Als ich aus der Schule entlassen wurde, stand für mich fest, dass ich Fotograf werden wollte. Mein Vater hatte dafür allerdings kein Verständnis. "Das ist doch kein seriöser Beruf...", meinte er. Damals gab es noch nicht so viel Fotozeitschriften wie heute, im Grunde genommen gab es nur eine, und zwar das Fotomagazin. Auf der letzten Seite erschien jeden Monat die Kolumne von Herbert Rittlinger "Der Akt des Monats". Vielleicht hat das meinen Vater skeptisch gemacht. Er bot mir aber einen hervorragenden Kompromiss an: Ich machte eine Ausbildung zum Drogisten und war in der Foto-Drogerie Wolfgang Wagener in Krefeld-Uerdingen ganz nah an der Fotografie. Im Einzelhandel gab es eine Preisbindung, so dass auch kleinere Geschäfte beim Verkauf von Fotoapparaten konkurrenzfähig waren. Mit Begeisterung habe ich den Kunden neue Modelle vorgeführt. Vielleicht kommt daher meine Begeisterung für die Fototechnik.
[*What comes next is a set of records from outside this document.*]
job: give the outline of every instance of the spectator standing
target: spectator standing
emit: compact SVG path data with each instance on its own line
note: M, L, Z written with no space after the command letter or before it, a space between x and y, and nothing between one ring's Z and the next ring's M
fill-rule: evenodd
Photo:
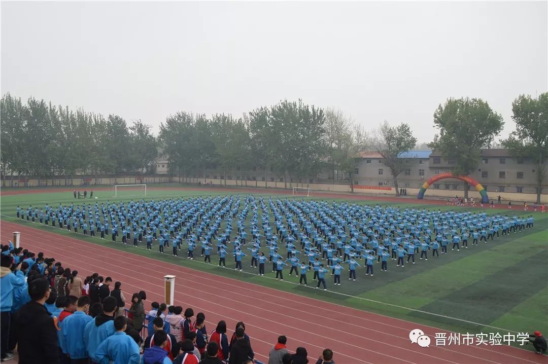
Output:
M284 335L278 337L278 342L272 346L269 353L269 364L282 364L282 357L287 353L286 343L287 338Z
M70 364L87 364L89 361L84 343L85 325L93 320L86 314L89 309L89 297L83 296L78 299L78 308L62 323L61 333Z
M45 278L33 280L28 285L31 302L14 316L20 364L59 362L55 325L44 305L49 297L49 282Z
M25 275L20 270L20 264L12 273L10 268L13 262L8 255L0 257L0 358L3 361L13 357L13 354L8 353L13 292L25 285Z
M116 305L116 313L115 316L124 316L124 309L125 306L125 297L124 297L124 293L122 292L122 283L116 282L114 284L114 289L110 292L110 295L116 299L117 304Z
M99 344L95 351L95 359L101 363L112 364L139 364L141 359L139 346L125 334L127 319L119 316L114 319L116 332Z
M105 279L105 283L99 287L99 299L101 302L110 296L110 284L112 282L112 279L107 277Z

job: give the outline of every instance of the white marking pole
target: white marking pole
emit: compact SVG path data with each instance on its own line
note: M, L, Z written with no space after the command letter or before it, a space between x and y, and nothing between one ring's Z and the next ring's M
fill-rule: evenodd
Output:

Wenn ich heute 20 Jahre alt wäre, würde ich einen Bachelorstudiengang studieren. Hier in Nordrhein-Westfalen gibt es hervorragende Angebote. Mein Favorit sind die Fachhochschulen Bielefeld und Dortmund. Vor der Zulassung zum Studium erfolgt eine Eignungsprüfung. Die Bewerberinnen und Bewerber müssen eine Mappe mit eigenen Arbeiten einreichen. Eine solche Mappe sollte 5 bis 8 Fotos zu einem bestimmten Thema enthalten. 

Was hat das mit Heimat zu tun?

Wenn ich eine Mappe für eine Bewerbung zusammenstellen müsste, würde ich darin Fotos zum Thema Heimat zeigen. Dieses persönliche Projekt verfolge ich schon einige Jahre.